Der Beo
Athen schläft nicht. In diesem Sommer sowieso nicht. Die Lichter gehen nicht aus, in den Kneipen nicht und an den Ampeln nicht.
Aber das Hupen wird etwas lauter, morgens um vier. Wenn der Tag beginnt. An der Kreuzung, ganz in der Nähe von Omonia. Wo Jorgos gerade die hölzernen Läden seines Periptero aufklappt, die dicken Pakete der Zeitungen hineinwuchtet, die wie Altpapier auf der Straße lagen, aufschnürt, nach politischer Gesinnung und den effektvollsten Überschriften sortiert und kunstvoll im Ständer drapiert. Die druckfrischen Zeitungen, darauf sind sie noch immer süchtig, die Griechen, da stehen sie noch immer in Trauben davor und lesen. „Als gäbs keinen Fernseher. sagt Jorgos, „Zwischen vier und acht verkaufe ich nur Zeitungen und Zigaretten! Dann erst kommen Eis, Limonaden, Feuerzeuge.....“
Ein Taxi hält neben dem Periptero. Der Fahrer hat die Statur von einer Rolle Keksen. Er steigt aus, schlendert zu Jorgos hinüber und legt die Arme auf den kleinen, hölzernen Balkon mit dem grauen Telefon. „Wie geht’s?“, fragt Jorgos und schiebt wortlos eine Rolle Papadopoulos, Schokoladenkekse, hinüber. Seit Jiannis, der Taxifahrer, vor zwanzig Jahren das Rauchen aufgegeben hat, verkauft Jorgos zwischen vier und acht auch eine Packung Kekse.

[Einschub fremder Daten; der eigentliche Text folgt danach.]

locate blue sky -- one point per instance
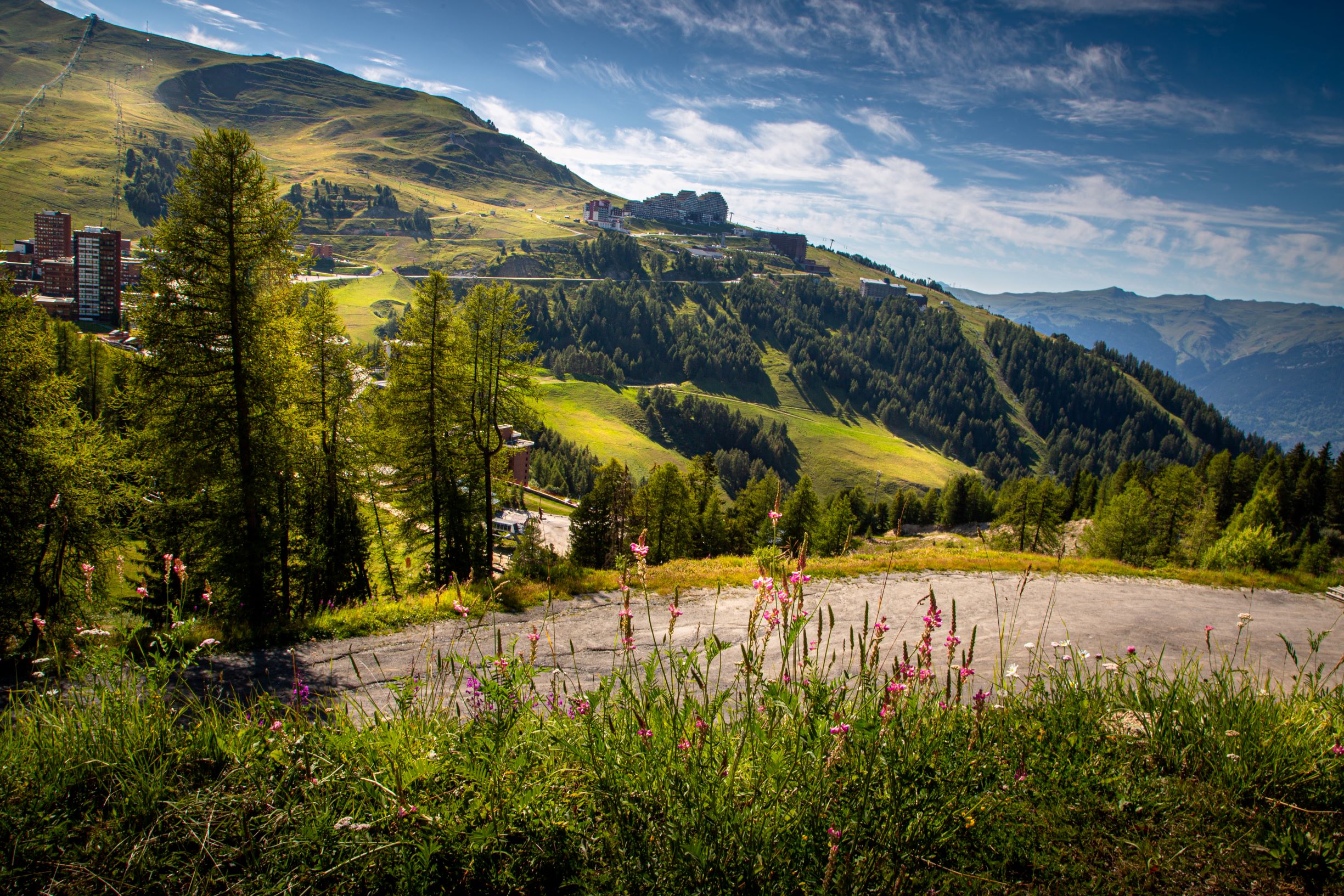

Der Taxifahrer kramt ein Münze aus der ausgeleierten Hosentasche und sagt: „ Frag nicht! Frag bitte bloß nicht! Ein Chaos, die ganze Stadt! Vier Jahre lang Baustelle, und jetzt Stau, Straßensperren, Polizeikontrollen... - Ich weiß schon nicht mehr, wo die Akropolis steht. Zwanzig Euro habe ich gestern gemacht! Zwanzig Euro den ganzen Tag!“ Jorgos hängt den Vogelkäfig mit dem Beo auf. Er muss sich stecken, um an den Haken zu kommen, und schwankt ein wenig. Jorgos hat ein Holzbein. Vom Krieg. In den Periptera, diesen hölzernen Kiosken, die nach dem Krieg noch an jeder Straßenecke standen, waren lauter solche Holzbeine. Inzwischen sind viele gestorben. „Jeden Tag das Gleiche!“, schreit der Beo.

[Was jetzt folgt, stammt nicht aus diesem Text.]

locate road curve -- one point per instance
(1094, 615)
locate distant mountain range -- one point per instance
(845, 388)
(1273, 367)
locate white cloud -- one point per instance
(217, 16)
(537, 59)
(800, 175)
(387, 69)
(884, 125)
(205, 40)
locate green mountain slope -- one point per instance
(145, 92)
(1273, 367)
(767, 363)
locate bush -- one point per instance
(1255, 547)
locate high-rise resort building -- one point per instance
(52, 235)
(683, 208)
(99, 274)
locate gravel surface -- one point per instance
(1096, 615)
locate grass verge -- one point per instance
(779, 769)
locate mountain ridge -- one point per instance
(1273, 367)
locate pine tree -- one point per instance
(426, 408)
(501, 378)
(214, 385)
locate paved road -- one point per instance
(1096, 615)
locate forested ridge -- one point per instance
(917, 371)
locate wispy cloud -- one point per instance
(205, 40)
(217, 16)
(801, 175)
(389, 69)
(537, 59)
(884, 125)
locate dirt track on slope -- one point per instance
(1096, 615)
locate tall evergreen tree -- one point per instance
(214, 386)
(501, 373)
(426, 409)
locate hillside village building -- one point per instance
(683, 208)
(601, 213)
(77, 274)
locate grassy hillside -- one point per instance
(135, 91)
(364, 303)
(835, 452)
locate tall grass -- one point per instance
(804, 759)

Zehn nach vier. Petros kommt. Petros ist so dünn wie eine Camel. Wortlos schiebt Jorgos ein Päckchen Camel rüber. Seit über dreißig Jahren jetzt. Jeden Morgen um zehn nach vier. „Und, wie läufts bei dir?“, fragt Jorgos den dünnen Wirt vom Kafenion. „Ach!“, sagt Petros, „Frag nicht! Eine Katastrophe. Kommen rein, immer in Gruppen, setzten sich mitten in den Eingang und wissen nicht, was sie trinken sollen. Ich sag: Limonade, Cola, Fanta, Sprite? - Nichts! Sie überlegen. 30 Euro hab ich gestern gemacht! Und die sitzen da und überlegen, was sie trinken sollen!“
Dann schlagen die Männer die Zeitungen auf. „Jeden Tag das Gleiche!“, pfeift der Beo. „Scheiß-Olympiade!“, brummt der dicke Jiannis. „Hoffentlich ists bald vorbei! In den Zeitungen jeden Tag das Gleiche!“, sagt Petros. „Wenn wir wenigstens siegen würden! Ein Sieg gegen die Amerikaner oder die Deutschen“, sagt Jorgos. „Ein Sieg, das wär was!“ - „Sieg! Sieg! Sieg!“, schreit der Beo.
Halb Fünf. „Tschüss!“, sagt Jiannis und geht in sein Kafenion. „Tschüss“, sagt Petros, und steigt in seinen Mercedes. „Und Tschühüüs!“ pfeift der Beo hinter ihnen her. Jeden Morgen, seit zwanzig oder dreißig Jahren.